Sven Hannawald: Ich bin im Erzgebirge aufgewachsen und da war der Wintersport wichtiger als Fußball oder andere Sportarten. Als kleines Kind war ich öfter mal bei Wettkämpfen – und alles was Kinder sehen, machen sie nach. So bin ich da reingewachsen. Dann sieht man die Vierschanzentournee im Fernsehen und verfolgt das Skifliegen – und dann sagst du: „Jawoll, das will ich auch.“ Dann ist der Weg geschrieben.

Würden Sie heute noch einmal von einer Schanze runterspringen?
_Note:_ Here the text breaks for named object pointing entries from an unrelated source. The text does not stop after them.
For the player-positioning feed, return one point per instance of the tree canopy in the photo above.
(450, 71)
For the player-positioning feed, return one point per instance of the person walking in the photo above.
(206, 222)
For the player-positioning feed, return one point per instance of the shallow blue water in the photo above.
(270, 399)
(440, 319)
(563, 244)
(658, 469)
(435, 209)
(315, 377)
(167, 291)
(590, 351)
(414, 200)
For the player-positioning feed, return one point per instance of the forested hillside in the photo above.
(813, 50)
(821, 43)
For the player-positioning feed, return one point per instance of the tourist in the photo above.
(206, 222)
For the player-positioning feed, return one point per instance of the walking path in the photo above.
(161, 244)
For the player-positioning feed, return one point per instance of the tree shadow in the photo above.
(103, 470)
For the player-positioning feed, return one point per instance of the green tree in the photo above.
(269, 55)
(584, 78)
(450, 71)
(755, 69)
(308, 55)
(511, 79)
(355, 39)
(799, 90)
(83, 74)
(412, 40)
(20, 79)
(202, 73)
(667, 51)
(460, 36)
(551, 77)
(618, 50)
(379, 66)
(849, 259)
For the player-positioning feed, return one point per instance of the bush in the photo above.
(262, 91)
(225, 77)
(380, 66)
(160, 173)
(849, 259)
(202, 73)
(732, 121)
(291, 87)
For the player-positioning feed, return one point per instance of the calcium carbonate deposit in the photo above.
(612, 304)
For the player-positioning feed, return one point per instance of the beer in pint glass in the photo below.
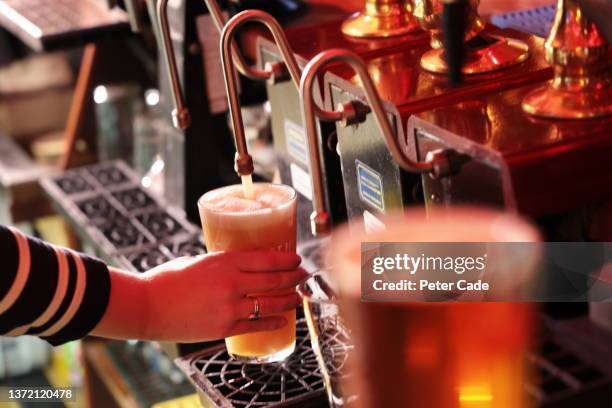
(267, 221)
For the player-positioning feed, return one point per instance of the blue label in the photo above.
(370, 186)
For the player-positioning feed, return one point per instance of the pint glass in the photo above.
(438, 355)
(268, 221)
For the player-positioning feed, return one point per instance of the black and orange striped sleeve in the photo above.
(47, 291)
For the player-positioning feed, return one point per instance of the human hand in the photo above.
(203, 298)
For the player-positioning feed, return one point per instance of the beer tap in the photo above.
(180, 114)
(244, 162)
(438, 164)
(381, 18)
(482, 53)
(581, 87)
(272, 71)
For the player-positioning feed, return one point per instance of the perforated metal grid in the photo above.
(297, 381)
(126, 224)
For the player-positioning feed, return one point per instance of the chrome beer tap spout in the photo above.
(245, 69)
(180, 114)
(244, 162)
(438, 165)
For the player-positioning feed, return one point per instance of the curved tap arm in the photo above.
(244, 162)
(180, 115)
(219, 20)
(438, 165)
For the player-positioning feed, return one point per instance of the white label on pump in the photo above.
(296, 142)
(300, 179)
(372, 223)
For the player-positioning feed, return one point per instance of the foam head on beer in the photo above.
(264, 221)
(236, 223)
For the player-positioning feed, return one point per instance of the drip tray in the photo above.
(224, 382)
(125, 224)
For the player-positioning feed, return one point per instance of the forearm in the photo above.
(126, 315)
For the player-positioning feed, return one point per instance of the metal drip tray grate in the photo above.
(125, 224)
(223, 382)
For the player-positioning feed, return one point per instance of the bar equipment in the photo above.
(46, 25)
(522, 148)
(198, 163)
(373, 184)
(484, 52)
(381, 18)
(287, 127)
(580, 55)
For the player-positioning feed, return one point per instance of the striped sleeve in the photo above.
(47, 291)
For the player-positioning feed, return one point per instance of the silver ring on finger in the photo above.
(255, 315)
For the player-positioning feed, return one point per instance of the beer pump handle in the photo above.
(438, 165)
(454, 24)
(180, 115)
(134, 13)
(244, 162)
(220, 21)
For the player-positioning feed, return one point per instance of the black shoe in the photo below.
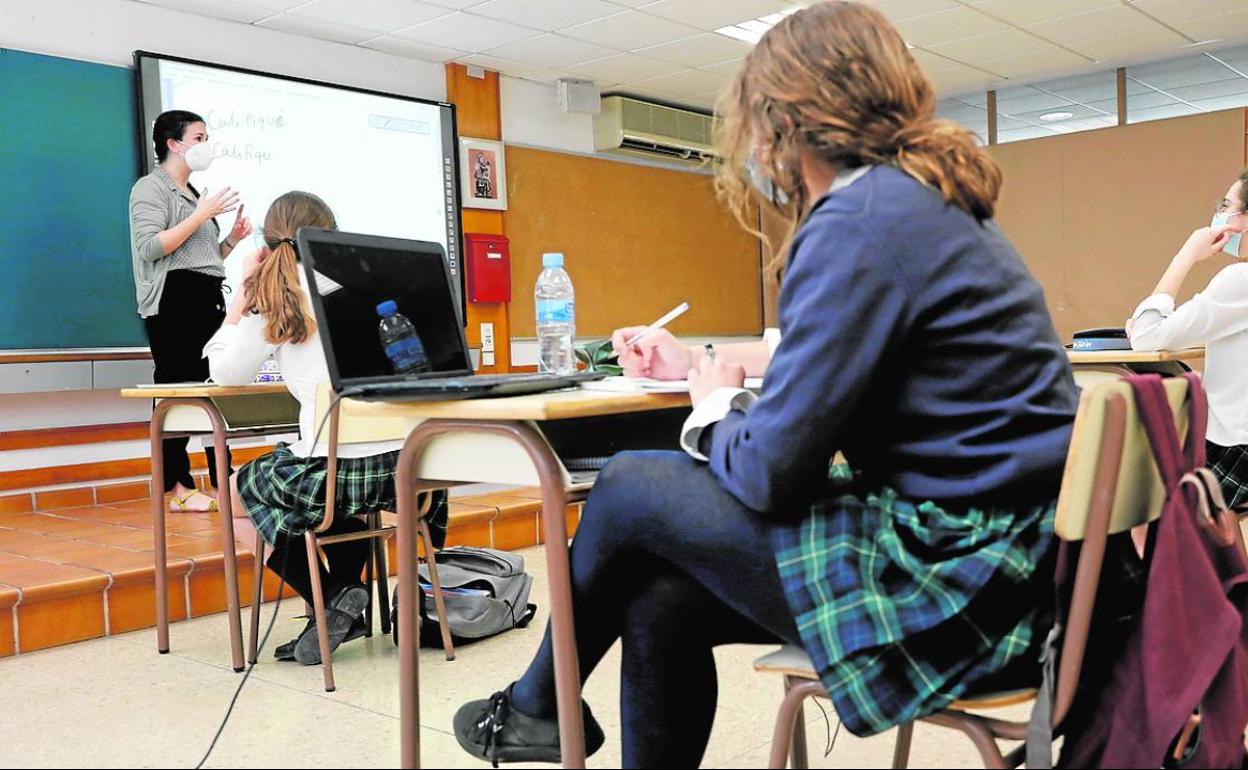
(286, 652)
(341, 615)
(493, 731)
Sven Hannawald: Von einer 30-Meter-Schanze würde ich das noch hinkriegen (lacht). Skispringen ist ein Vertrauenssport. Und da ist es nicht so wie beim Tennis, wo man einfach nach dem Ende seiner Karriere noch einmal zum Schläger greift. Wenn man längere Zeit nicht gesprungen ist, verliert man das Vertrauen. Und das wächst erst, wenn man wieder auf kleinen Schanzen anfängt. Alles andere wäre zu gefährlich.

In Ihrer aktiven Zeit wurde viel über das Thema Magersucht gesprochen. Haben Sie sich angesprochen gefühlt?

Sven Hannawald: Ich war nicht magersüchtig. Ich war damals sehr dünn und wenn ich Bilder von früher sehe, kann ich auch nachvollziehen, dass man mich mit dem Thema in Verbindung gebracht hat. Ich habe mich auf einem schmalen Grad bewegt und meine Grenzen ausgetestet. Wenn man alles perfekt machen möchte, geht man bis ans Limit. Aber das war immer alles mit dem Teamarzt abgesprochen, es gab regelmäßige Blutkontrollen. Ich wusste, dass es nur ein Teil meines Lebens ist. Wenn ich das mein ganzes Leben lang hätte machen müssen, wäre ich ausgestiegen. (eis)

 

Um Sven Hannawald ist es etwas ruhiger geworden. Er genießt sein Leben in München.
-Foto: STAEDTLER
Markus Eisel (links) und Sven Hannawald.